The other day I had this idea in the shower. It happened as my brain was still waking up in the morning. I find I get the best ideas in those few moments just after waking up and just before falling asleep. Unfortunately I never remember the latter.
I, like many people, have a 5 year fixed-rate mortage. We all have different rates (see my previous post) depending on when we took our mortgage and who our lender is. My rate is at 3.59%.
I'd noticed that rates have come down lately. I would have been in much better shape if I took a variable rate mortgage at say, prime - 0.5, but my partner and I decided that we wanted a fixed rate product so that we could sleep at night, so to speak. Our rate is a bit higher but it doesn't go up over the 5-year period, no matter what happens to the economy.
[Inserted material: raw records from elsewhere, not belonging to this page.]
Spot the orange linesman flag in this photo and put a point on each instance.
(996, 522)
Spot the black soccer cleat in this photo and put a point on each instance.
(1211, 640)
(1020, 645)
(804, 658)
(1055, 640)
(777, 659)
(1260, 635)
Each year, I can pay 10% of my total original loan amount toward the principal. So if my original loan was $300,000, I can put $30,000 toward the principal each year. I can also quadruple my payments each month and have the extra money go toward principle. These types of clauses are in every mortgage although the actuals numbers vary. I pay a little extra towards my principle each year, but nowhere near the full allotted amount. THAT GOT ME THINKING, I could take a loan at today's lower rate and max out my principle!!
So here's how it works:
1. Take a fixed-rate loan for the amount that you're allowed to pay towards principle at today's lower rate.
2. Pay that amount
towards principle. In my case, it was about $30,000. Now you have the same amount of debt in a fixed interest loan, but with
some of it at a lower rate.
In my example, here's what actually happened:
I am just about one year into my mortgage. I have four more years left in my five-year fixed rate 3.59% loan. Oe the one-year anniversary of my mortgage (coming up soon), I'm going to take a FOUR-YEAR $30,000 loan at 3.25% and pay that $30,000 toward my principle on my main loan. Note that this new loan is a four-year loan instead of five. That way it will end on the same date as my main loan. 3.25% is ING's four-year posted rate so my bank had no probem matching it. Now instead of having my whole loan at 3.59%, I have only most of my loan at 3.59% and $30,000 at 3.25%. If rates are still low next year, I'll repeat the process but I'll take a three-year loan. Then the next year I'll take a two-year loan, and so on. Each time I take a new loan, I save about $1000! Not too shabby for 15 mins worth of work signing papers at the bank.
Note that there is one side effect. My monthly payment goes up about 5% as a result. If that's a problem for you, don't do it!